Les artistes étaient globalement sous le choc au sortir de l’affaire. Cependant, ils n’étaient pas étonnés. Leur colère est vive. Dans l’ensemble, ils ont de multiples anecdotes en stock sur des mauvais traitements en festival. Quand on en discute avec des professionnels de l’humour, ils me rétorquent : « oui, mais c’est machin, il est comme ça, faut pas le prendre personnellement, tant qu’on les paie, ça va ». Je ne suis pas d’accord : les artistes méritent du respect en supplément du cachet dans le forfait de base d’un festival. Surtout quand on sait ce qu’il se cache derrière ce « il est comme ça ». J’étais choquée, comme tous les artistes sur place, comme ceux les années précédentes, etc.
Or ils se taisent, par sidération, peur d’un boycott sur d’autres festivals ou simplement pour éviter un dialogue de sourds. Le circuit a ses propres codes, et ses protagonistes sont souvent les mêmes. Sur ce sujet, je venais même d’écrire quelques lignes. J’hésitais à les étoffer et les publier : l’occasion est trop belle.
Un festival en cache un autre… qui ressemble à s’y méprendre au précédent…
Pour vous donner le contexte de cet écrit, je voulais parler de Soyaux Fou d’Humour, qui avait lieu juste avant les Vendanges de l’Humour à Mâcon. « Du jaune criard et une affiche très similaire aux dernières éditions de Tournon-sur-Rhône : on refait le match avec toujours aussi peu de femmes.

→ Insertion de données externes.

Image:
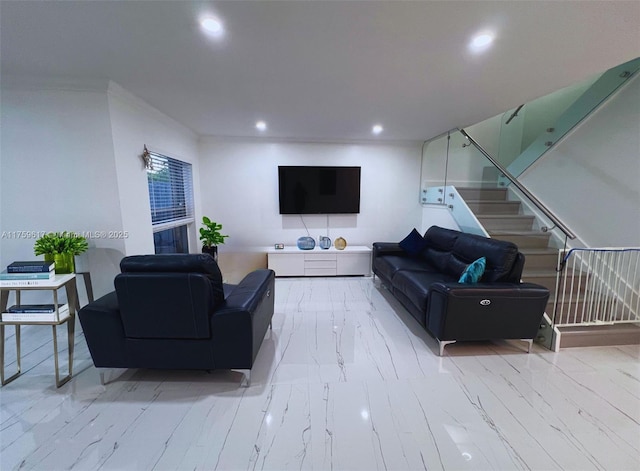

Et ce n’est pas tout : on retrouve toujours les mêmes comparaisons de styles diamétralement opposés. On aurait aimé un peu de variété : j’adore Avril, Harold Barbé ou encore Guillaume Guisset. Mais ils sont chaque semaine ou presque en vadrouille.
…mais pourquoi ?
Pourquoi c’est toujours un peu la même chose ? Parce que les messieurs qui tirent les ficelles des festivals sont souvent les mêmes. Il existe des conseillers de festivaliers qui sévissent en région. Parfois pour le meilleur, parfois pour le pire ? Les choix réalisés sont perfectibles et suivent des tendances annuelles. Julien Santini, François Guédon ou encore Cyril Iasci ont désormais leur diplôme. C’est d’ailleurs cocasse de retrouver en 2021 à Montreux un Julien Santini qui a troqué son personnage malaisant, vedette des festivals, pour un set de grande qualité… où il fustige les bénévoles festivaliers !
Qui se cache derrière ces stakhanovistes du circuit ?
Du côté éthique, Gérard Sibelle donne de son temps et a un regard assez affûté pour dénicher des talents. Seulement voilà, un seul regard aussi influent pour conseiller pléthore de festivals homogénéise les programmations. En prime, il a son petit caractère, ses têtes et il peut dérouter en soufflant tour à tour le très chaud et le frigorifique. Instant anecdotique de son dernier passage en festival : il communique uniquement sur les prix du jury, faisant fi du prix du public, William Pilet. Sur le papier, on dirait qu’il snobe quelqu’un.
Mais en privé, ce roublard des festivals confie sa désapprobation de certains choix du jury auprès de ses artistes. Il y a donc deux lectures d’un même événement. Illustration parfaite de l’impression que les chasseurs de talent avancent sans regarder dans les angles morts de la comédie. Moralité : rien n’est jamais tout blanc ou tout noir.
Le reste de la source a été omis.